Nous, soussignés, demandons la libération immédiate de l’artiste et musicienne palestinienne Sama Abdulhadi, qui a été illégalement détenue par l’Autorité palestinienne le 27 décembre 2020. Le mardi 29 décembre, un juge a décidé de prolonger sa détention de 15 jours supplémentaires parce que “la musique techno ne fait pas partie du patrimoine palestinien” !

L’arrestation de Sama a eu lieu après l’attaque d’un enregistrement privé pour une représentation en streaming du Nabi Mousa à Jéricho par un groupe de jeunes, qui ont arrêté l’événement et menacé les participants. Cette attaque a été suivie d’une campagne vicieuse de désinformation sur les médias sociaux qui a alimenté des réactions violentes et des attaques personnelles contre Sama.

Le site, Maqam Nabi Musa, est sous la garde du ministère palestinien du tourisme qui a donné son accord écrit pour organiser et filmer le concert dans le site du Bazar (et non dans la mosquée qui fait partie du site).
Le ministère était conscient du type de musique qui serait joué lors du concert – techno – et que ce concert serait filmé dans ce site archéologique avec Sama Abdulhadi, l’une des femmes arabes les plus importantes dans le domaine de la musique techno dans le monde, afin de promouvoir les sites du patrimoine palestinien et la musique techno palestinienne auprès des publics musicaux du monde entier.

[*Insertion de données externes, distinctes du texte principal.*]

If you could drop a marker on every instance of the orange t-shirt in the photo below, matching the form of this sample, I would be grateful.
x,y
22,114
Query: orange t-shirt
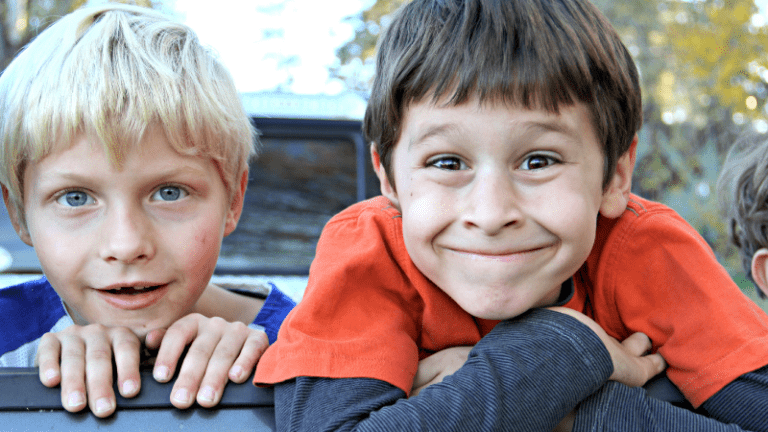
x,y
650,271
368,312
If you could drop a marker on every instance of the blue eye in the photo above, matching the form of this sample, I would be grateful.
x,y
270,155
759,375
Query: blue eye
x,y
169,193
75,199
538,161
450,163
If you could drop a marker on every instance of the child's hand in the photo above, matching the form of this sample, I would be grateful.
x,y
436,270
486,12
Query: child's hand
x,y
219,350
80,358
439,365
631,365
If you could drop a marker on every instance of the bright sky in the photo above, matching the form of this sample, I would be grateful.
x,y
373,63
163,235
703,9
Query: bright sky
x,y
312,31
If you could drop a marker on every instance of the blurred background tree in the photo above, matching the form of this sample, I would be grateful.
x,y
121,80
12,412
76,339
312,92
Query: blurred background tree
x,y
22,20
704,69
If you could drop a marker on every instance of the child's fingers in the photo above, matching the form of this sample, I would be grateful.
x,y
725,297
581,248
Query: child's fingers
x,y
219,363
126,347
98,370
255,345
73,396
175,339
194,366
154,338
48,355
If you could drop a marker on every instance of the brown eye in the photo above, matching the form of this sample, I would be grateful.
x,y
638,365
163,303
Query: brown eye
x,y
450,163
535,162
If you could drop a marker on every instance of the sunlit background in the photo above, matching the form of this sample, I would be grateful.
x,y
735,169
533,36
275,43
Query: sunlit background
x,y
703,64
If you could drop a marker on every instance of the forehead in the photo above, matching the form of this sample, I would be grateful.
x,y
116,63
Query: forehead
x,y
426,119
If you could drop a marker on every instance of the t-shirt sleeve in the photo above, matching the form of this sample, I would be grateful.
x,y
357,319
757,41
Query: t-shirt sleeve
x,y
357,318
526,374
616,407
660,277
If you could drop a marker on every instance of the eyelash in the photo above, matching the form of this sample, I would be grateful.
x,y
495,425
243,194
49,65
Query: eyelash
x,y
454,160
183,190
551,160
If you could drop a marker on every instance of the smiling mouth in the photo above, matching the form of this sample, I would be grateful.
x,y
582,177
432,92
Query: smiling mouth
x,y
504,256
133,290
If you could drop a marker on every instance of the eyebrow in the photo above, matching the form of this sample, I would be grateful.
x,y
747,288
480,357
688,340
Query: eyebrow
x,y
434,130
537,127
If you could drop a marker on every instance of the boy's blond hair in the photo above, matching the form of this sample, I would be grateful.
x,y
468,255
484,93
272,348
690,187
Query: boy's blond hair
x,y
112,72
743,193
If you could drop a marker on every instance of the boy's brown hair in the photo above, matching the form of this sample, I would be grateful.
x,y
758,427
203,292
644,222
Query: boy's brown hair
x,y
743,193
537,54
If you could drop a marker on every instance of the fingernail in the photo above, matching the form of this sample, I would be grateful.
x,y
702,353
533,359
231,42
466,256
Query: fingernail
x,y
206,394
161,373
182,395
76,399
103,405
50,374
237,372
130,387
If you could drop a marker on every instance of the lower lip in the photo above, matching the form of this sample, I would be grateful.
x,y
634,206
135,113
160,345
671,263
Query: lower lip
x,y
134,301
513,257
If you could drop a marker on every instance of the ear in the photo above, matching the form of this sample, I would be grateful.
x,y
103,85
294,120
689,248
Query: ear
x,y
387,188
236,205
616,194
17,220
760,269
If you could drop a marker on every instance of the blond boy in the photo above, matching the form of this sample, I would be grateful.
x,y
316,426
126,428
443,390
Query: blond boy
x,y
124,155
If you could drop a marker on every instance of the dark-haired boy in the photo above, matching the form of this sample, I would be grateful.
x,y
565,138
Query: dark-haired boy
x,y
503,135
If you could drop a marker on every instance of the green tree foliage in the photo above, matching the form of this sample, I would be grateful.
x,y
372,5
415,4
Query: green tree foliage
x,y
704,69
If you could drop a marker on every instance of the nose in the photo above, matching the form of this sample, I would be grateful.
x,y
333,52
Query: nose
x,y
127,236
492,204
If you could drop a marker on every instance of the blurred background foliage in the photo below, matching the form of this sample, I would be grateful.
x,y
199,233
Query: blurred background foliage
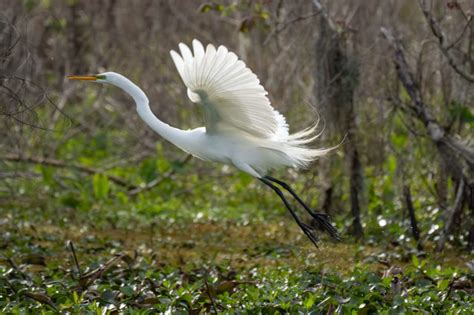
x,y
77,154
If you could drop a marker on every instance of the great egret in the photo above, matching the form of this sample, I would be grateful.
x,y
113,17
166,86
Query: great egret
x,y
241,127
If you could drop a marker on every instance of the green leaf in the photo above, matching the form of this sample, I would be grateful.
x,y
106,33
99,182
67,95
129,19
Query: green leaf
x,y
443,284
101,186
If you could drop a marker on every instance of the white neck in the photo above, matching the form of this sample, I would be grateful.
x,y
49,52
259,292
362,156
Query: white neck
x,y
173,135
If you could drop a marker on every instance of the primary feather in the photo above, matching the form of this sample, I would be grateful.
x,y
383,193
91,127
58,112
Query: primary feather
x,y
234,102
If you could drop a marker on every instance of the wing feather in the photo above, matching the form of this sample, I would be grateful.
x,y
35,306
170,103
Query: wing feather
x,y
230,93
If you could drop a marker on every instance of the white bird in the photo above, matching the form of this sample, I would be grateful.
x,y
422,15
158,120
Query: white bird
x,y
241,127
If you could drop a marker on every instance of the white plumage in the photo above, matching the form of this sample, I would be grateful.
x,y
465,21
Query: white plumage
x,y
236,108
241,127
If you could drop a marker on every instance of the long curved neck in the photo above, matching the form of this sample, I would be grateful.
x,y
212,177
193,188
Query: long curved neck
x,y
172,134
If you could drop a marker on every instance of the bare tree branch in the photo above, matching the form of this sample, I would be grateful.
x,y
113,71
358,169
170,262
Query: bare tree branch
x,y
444,46
61,164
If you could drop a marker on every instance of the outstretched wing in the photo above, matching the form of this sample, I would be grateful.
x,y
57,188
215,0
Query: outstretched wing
x,y
229,92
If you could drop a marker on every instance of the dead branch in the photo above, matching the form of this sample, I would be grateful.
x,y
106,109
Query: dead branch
x,y
444,46
452,214
61,164
157,181
415,231
438,135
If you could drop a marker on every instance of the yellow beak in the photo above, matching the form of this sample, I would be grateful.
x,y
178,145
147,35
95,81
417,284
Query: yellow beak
x,y
82,77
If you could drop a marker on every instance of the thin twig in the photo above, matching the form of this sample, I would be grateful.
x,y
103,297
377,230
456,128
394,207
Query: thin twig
x,y
210,296
444,46
76,262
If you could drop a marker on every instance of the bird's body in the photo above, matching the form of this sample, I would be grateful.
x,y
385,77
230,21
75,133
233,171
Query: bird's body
x,y
241,127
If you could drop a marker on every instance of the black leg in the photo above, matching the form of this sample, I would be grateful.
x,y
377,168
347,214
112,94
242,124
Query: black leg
x,y
306,228
321,218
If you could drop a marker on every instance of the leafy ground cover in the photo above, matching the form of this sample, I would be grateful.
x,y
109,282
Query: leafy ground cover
x,y
207,241
86,263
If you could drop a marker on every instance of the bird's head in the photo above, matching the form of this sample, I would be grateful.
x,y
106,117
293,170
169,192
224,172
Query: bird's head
x,y
105,77
116,79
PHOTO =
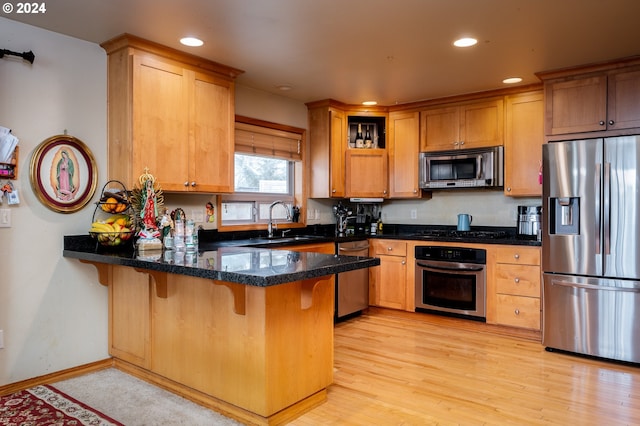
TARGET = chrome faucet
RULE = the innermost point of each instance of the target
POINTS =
(271, 226)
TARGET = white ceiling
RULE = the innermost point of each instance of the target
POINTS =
(392, 51)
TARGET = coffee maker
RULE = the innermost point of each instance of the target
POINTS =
(529, 222)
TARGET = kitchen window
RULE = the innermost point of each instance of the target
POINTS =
(267, 167)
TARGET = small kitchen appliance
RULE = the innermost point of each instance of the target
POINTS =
(529, 222)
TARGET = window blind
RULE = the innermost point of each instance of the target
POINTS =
(250, 139)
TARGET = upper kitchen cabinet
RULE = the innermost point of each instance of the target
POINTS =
(598, 98)
(327, 145)
(367, 171)
(523, 144)
(458, 126)
(404, 144)
(171, 113)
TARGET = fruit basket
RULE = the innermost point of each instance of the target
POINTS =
(113, 224)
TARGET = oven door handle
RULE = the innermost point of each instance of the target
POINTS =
(452, 268)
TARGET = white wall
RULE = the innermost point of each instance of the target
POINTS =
(52, 310)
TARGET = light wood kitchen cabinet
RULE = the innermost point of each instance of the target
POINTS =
(366, 173)
(169, 113)
(517, 281)
(606, 100)
(388, 281)
(404, 146)
(327, 145)
(524, 137)
(129, 321)
(472, 125)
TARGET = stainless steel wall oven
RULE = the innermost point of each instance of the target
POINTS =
(451, 280)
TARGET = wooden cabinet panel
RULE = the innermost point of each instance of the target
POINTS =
(516, 311)
(524, 137)
(327, 144)
(473, 125)
(170, 113)
(129, 317)
(624, 99)
(388, 281)
(440, 129)
(577, 105)
(404, 141)
(366, 173)
(521, 280)
(482, 124)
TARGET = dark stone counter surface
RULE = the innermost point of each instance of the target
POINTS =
(257, 266)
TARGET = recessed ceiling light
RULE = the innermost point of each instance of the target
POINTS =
(512, 80)
(465, 42)
(191, 41)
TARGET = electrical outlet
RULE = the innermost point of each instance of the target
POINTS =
(5, 218)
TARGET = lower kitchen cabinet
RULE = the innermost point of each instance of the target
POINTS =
(388, 282)
(517, 280)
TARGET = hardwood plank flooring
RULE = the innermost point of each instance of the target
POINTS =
(398, 368)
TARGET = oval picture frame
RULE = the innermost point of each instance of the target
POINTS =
(63, 173)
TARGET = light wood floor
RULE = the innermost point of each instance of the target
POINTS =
(395, 368)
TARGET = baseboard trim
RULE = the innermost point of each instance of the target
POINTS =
(57, 376)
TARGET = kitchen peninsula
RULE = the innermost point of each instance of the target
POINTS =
(246, 331)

Sama Abdulhadi et les organisateurs du concert n’ont peut-être pas réalisé que ce type de musique ne convenait pas au site et à ses associations historiques, religieuses et culturelles, mais il n’en reste pas moins que le ministère du tourisme porte l’entière responsabilité de la décision d’autoriser la tenue du concert. Sama Abdulhadi est devenue un bouc émissaire et doit répondre d’un crime qui n’a pas eu lieu et qu’elle n’a certainement pas commis.

Bien que l’Autorité palestinienne ait annoncé qu’elle avait créé un comité pour enquêter sur les événements à la suite du tumulte public, jusqu’à présent, nous n’avons reçu que le silence des fonctionnaires, en plus de l’arrestation illégale d’une artiste sans aucune divulgation des détails de l’enquête. La détention de Sama Abdulhadi par l’AP pour “dompter” la colère du public est une fuite officielle de la responsabilité, se cachant derrière Sama au lieu d’affronter la crise juridique et d’accepter la responsabilité.

Nous demandons sa libération immédiate et le respect des libertés et des droits culturels et artistiques par l’Autorité palestinienne.